Nowadays, the biggest container ship in terms of capacity is the MSC Gülsün, with 23.756 TEUs, 400 metres in length, 61,5 metres in width and 16,5-metre draught. Even though capacity rose notably, the size of the newest container ships hasn’t changed that much in recent years.
Influencing factors that could lead to change in container-ship size
To understand which factors can lead to the development of a new generation of mega vessels we have to look at the influencing factors and interdependencies, which can be divided into six categories:
- Cost infrastructure
- Port infrastructure
- Sailing routes
The figure below shows various factors for each category and our guess as to whether they will lead to an increase or decrease in ship size.
Are we going to see a Post Suezmax vessel in the coming decades?
To predict further development, we have analysed the dimensions of past container ships, based on Lloyds Database. The following charts illustrate the length, beam, depth and draught in relation to capacity in TEUs. The container ships from the 2019 orderbook have been included in the figures.
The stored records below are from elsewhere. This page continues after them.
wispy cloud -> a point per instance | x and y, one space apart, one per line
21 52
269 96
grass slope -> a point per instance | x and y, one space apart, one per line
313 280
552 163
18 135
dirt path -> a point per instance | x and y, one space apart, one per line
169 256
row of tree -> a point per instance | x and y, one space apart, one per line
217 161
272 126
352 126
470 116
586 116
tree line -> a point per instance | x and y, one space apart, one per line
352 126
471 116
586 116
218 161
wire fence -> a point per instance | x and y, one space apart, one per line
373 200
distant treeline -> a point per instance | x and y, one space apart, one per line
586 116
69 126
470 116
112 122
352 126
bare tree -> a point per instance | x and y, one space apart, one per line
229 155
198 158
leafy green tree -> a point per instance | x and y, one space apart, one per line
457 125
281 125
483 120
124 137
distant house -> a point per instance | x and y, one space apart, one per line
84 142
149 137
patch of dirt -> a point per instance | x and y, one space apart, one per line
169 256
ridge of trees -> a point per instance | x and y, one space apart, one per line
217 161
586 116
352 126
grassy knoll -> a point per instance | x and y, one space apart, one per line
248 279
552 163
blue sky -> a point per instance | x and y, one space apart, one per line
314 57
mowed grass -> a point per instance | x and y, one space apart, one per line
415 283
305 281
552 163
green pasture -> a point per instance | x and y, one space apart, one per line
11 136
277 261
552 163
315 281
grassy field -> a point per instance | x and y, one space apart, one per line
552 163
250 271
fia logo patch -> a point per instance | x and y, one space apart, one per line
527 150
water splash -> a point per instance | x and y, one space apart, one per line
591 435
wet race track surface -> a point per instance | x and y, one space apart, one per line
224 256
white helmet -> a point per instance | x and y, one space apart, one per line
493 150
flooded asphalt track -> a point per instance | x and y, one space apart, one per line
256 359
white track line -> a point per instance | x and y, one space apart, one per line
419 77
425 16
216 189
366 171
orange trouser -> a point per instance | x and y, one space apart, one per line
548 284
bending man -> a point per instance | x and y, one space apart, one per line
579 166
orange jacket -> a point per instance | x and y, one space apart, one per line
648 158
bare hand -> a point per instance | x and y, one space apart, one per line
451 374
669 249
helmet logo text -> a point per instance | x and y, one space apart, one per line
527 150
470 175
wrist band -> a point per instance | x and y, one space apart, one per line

Analysing the relationships between the dimensions of container ships and their capacity in TEUs, we can conclude the following trends:
- Draught does not significantly change after hitting the 12,000-TEU mark. In fact, it seems to stabilise around 16-16.5 metres.
- Depth seems to stabilise around 30 metres for vessels bigger than 12,000 TEUs, but for the latest ULCV with a capacity greater than 20,000 TEUs, it has increased to 35 metres, approximately.
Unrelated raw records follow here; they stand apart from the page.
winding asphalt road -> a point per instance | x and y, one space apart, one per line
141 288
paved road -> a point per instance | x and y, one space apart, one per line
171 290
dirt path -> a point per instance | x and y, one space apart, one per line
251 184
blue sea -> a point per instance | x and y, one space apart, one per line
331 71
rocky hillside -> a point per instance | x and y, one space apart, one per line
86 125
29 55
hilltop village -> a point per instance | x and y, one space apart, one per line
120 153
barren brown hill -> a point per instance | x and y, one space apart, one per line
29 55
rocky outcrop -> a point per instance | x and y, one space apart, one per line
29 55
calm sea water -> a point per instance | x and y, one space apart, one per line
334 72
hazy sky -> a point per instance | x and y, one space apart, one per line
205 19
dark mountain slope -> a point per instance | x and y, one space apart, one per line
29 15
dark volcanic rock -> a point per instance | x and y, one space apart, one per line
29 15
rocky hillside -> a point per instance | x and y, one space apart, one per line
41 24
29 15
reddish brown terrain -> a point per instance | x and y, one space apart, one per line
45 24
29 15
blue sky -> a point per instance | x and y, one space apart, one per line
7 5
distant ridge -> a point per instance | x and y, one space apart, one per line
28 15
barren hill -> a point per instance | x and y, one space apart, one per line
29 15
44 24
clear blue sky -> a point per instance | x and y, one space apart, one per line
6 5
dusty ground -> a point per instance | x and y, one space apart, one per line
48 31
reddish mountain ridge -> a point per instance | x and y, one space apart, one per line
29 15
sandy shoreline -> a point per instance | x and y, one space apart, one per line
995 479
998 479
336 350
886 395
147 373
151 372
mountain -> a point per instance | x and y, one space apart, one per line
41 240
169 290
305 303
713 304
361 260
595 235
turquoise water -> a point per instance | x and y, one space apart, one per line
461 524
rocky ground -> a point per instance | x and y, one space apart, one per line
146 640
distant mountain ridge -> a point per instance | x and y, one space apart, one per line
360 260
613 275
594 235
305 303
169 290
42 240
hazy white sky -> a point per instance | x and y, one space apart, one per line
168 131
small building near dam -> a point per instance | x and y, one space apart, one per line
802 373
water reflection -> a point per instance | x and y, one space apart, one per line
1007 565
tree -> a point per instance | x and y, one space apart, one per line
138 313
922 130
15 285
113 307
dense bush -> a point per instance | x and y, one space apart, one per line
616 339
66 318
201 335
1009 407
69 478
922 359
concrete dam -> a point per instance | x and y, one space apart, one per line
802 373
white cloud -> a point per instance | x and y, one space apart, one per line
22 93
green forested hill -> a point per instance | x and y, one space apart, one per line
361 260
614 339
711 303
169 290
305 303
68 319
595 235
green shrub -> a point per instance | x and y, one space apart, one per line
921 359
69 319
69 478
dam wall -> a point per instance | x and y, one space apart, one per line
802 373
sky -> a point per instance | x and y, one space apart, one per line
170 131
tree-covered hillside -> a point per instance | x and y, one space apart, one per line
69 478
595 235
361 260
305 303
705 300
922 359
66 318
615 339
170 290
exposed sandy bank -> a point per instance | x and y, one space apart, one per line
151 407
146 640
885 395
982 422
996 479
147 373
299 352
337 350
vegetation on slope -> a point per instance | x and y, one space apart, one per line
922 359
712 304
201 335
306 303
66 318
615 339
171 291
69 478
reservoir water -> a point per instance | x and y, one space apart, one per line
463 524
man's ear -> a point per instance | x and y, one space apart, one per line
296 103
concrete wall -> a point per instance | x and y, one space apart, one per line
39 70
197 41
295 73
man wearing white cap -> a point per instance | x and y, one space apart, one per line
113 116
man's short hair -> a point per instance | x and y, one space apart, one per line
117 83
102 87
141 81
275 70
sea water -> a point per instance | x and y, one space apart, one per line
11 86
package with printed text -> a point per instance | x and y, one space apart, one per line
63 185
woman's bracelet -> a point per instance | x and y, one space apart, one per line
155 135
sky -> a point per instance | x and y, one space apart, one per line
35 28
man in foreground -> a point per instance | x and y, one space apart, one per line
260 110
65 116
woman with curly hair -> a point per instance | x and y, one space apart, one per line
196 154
- Length stabilises around 400 metres for vessels over 15,000 TEUs.
- Beam is the dimension showing the largest growth, proportionally.
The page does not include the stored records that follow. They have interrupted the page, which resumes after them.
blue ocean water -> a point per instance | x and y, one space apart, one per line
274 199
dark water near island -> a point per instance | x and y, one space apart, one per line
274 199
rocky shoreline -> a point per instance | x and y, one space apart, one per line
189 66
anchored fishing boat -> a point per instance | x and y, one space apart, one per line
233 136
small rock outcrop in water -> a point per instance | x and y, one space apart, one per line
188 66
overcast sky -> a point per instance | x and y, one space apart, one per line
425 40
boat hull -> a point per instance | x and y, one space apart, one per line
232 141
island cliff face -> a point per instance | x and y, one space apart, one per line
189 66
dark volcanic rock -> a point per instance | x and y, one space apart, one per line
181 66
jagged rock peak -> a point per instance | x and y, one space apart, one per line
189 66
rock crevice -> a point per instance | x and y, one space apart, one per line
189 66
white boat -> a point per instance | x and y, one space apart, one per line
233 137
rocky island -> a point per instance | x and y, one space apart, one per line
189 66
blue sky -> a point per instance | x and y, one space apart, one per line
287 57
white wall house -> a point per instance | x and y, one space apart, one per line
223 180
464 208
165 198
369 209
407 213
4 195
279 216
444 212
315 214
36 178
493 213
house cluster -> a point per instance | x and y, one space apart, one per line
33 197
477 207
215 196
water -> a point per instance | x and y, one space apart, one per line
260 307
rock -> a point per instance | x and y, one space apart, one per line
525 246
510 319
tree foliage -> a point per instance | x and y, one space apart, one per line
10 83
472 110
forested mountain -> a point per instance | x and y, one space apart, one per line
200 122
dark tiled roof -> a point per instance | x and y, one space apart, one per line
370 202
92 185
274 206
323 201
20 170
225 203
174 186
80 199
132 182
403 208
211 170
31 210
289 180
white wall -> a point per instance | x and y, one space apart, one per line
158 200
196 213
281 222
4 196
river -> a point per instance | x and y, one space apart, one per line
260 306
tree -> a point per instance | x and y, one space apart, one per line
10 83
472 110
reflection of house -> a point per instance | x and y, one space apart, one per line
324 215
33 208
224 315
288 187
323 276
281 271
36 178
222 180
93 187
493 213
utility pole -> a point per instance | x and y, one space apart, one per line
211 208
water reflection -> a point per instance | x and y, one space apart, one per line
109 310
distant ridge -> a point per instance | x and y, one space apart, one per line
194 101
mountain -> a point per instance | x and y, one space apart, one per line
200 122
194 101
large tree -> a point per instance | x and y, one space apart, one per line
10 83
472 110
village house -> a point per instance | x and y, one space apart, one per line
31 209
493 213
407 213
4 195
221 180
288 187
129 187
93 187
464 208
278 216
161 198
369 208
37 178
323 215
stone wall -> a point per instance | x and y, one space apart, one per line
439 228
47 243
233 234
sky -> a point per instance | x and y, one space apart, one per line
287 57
- Beam, length and depth are clearly growing by intervals, based on the new rows of TEUs added in each direction.
- Increase in capacity for VLCS and ULCS is clearly related to the changes in length, depth and beam, but significantly the last one. Regarding draught, it is the least affected dimension in the new mega vessels.
Analysing all the graphics together, we can see that the dimensions are increasing with higher capacity. However, the gradient is decreasing for all, which means higher capacities are achieved without a substantial increase in vessel size. According to the latest vessel developments, the beam seems to be the dimension best able to accommodate extra TEU capacity compared to the other dimensions.
Once we have analysed the data for the past, we can extrapolate the results to the future. So, according to the figures, we can estimate that, if there is no significant change in the evolution of vessel size, a container ship with capacity of 30,000 TEUs would not exceed 17 metres in draught and the length would hardly reach the 425 metres. With regard to the beam, the trends show a possible increase in that dimension, so possibly they could reach 65 metres across the beam. Even though vessel size is growing, it is clear that the dimensions wouldn’t change that much in relation to capacity.
Summing up, the evolution of container ships is not finished. Based on data from the past, we can predict the dimensions of a potential container ship with capacity of 30,000 TEUs. However, any technological disruption could change this evolution substantially. We put these estimations in more context by analysing different influencing factors and dependencies. Any new generation of container ships would face a declining number of ports able to handle them. So, will ports be able to upgrade their infrastructures?
Another important factor to consider is that the limits in container-ship size seem much more limited by business strategy and canal dimensions than by technical constraints.
Environmental factors could be a significant driving force in the current climate crisis caused by global warming. Will ships be bigger and with more efficient engines to reduce the number of externalities per TEU? Will the pressure of ports and cities charging vessels based on emissions favour smaller container ships?